In this country, citizens in Cologne, Nuremberg, Bremen and Hamburg are now gardening together.

The Humboldt University in Berlin established a professorship for urban horticulture in 2003 and for urban ecophysiology of plants since 2009.

Unlike the so-called guerrilla gardeners, who, also in the New York tradition, plant seeds on urban wasteland on their own initiative, the community gardeners work together with the municipal authorities.

Closely related but not identical is the concept of the “Edible City” developed in England and Toronto in 2008.

The following year Kassel and Andernach followed with municipal projects.

The “Edible City” has not yet been defined uniformly in this country, and the initiatives for urban food cultivation are still being set up.

Berlin has the most space to offer for its city gardeners.

However, only the residents of the inner-city neighborhoods are involved.

More than 500 citizens are active in gardening in the “Commons Account” on Tempelhofer Feld alone.

Eleven years ago, the first city gardeners settled where planes used to take off and land.

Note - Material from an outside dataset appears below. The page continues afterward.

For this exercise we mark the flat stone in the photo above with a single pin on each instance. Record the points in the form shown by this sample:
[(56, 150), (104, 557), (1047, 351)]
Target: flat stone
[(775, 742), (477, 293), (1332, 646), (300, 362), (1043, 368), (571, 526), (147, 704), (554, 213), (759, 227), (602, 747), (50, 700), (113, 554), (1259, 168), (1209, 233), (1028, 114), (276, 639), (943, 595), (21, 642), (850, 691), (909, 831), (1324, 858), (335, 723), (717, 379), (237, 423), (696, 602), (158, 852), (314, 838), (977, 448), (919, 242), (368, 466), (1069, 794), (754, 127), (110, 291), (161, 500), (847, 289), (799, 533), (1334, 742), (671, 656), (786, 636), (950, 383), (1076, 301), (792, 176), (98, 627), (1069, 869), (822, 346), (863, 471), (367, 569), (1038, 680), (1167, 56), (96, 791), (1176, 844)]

In the meantime, more than 250 registered raised beds with vegetables have been ordered here.

A few days ago the "gardening" started.

On the so-called Red Island in Berlin-Schöneberg, ten raised beds were created by the TU in 2016 and awarded in several languages.

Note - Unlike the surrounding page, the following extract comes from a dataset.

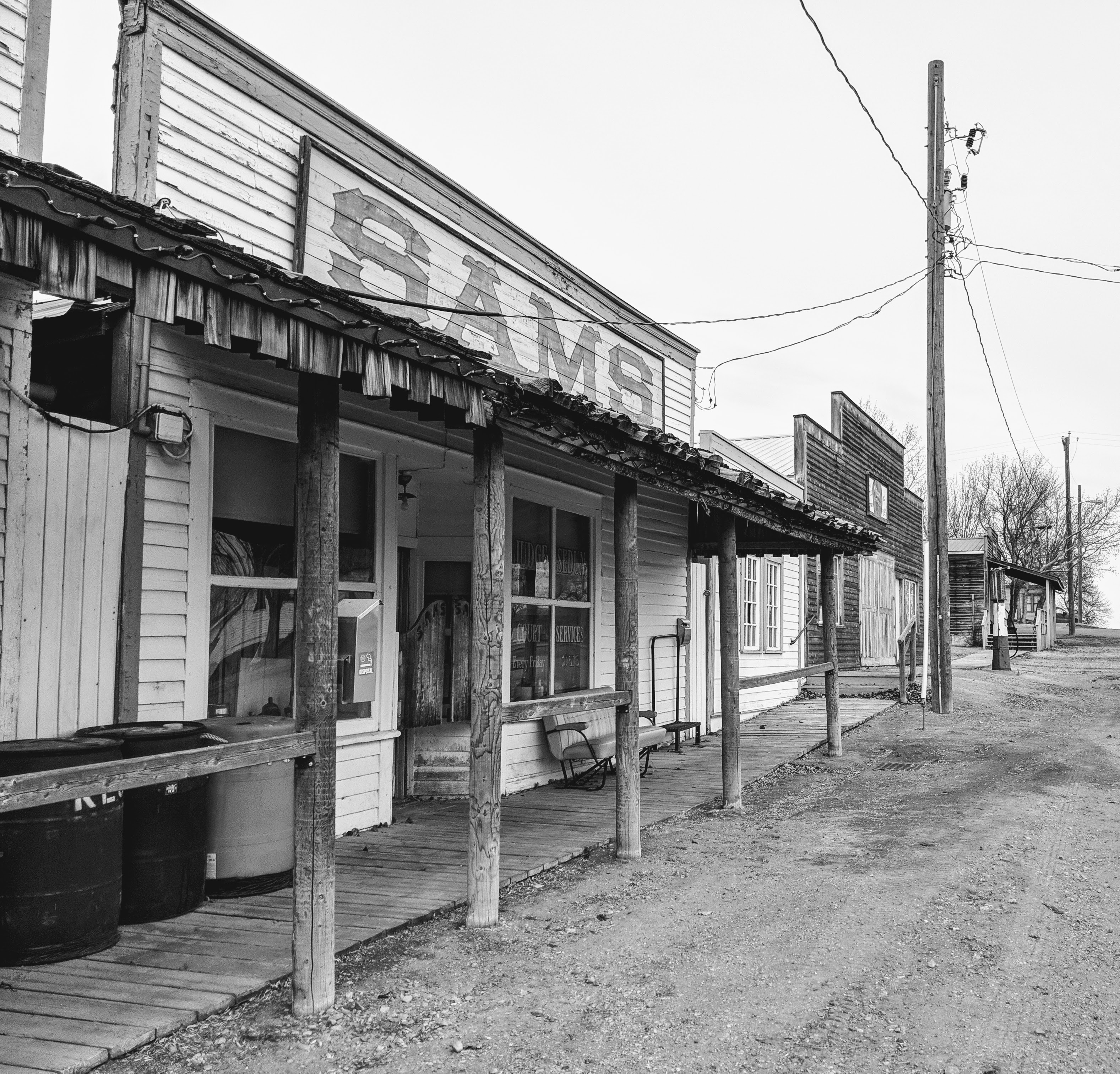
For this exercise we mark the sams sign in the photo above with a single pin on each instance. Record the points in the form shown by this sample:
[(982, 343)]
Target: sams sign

This small intercultural "island garden" on Gotenstraße, where herbs and vegetables grow, is intended to promote integration as a joint project of the "Über den Tellerrand" and "Soul Garden" initiatives.

There is also a beekeeping group.

130 species on one balcony

Urban gardening includes individual but well-connected balcony gardeners with their trend towards natural and organic balconies.

Katharina Heuberger has created a paradise for wildflowers on the fifth floor of a residential complex between Munich Central Station and Donnersbergerbrücke.

Scientists have identified more than 130 species of insects and birds on their ten square meter balcony.

Paper wasps land on blue scented nettles, goldfinches nibble on the milk seeds of cornflowers, butterflies sip nectar from the viper's bugloss.

"The wild bees are already hatching, I sowed annual field wildflowers in March," she says.

"In our heavily sealed settlement areas with few flowers, every flower pot with native wild plants is an asset to biodiversity.

Geraniums are ecologically pointless.

Four squirrels grew up on Birgit Schattling's balcony in Berlin.

She cultivates useful and wild plants for her self-sufficiency.

She has just offered her 9th Online Bio-Balcony Congress on biological animal-friendly gardening in a small space.

This weekend (April 2nd to 4th), interviews and lectures with and by experts on the subject are accessible free of charge at www.bio-balkon.de.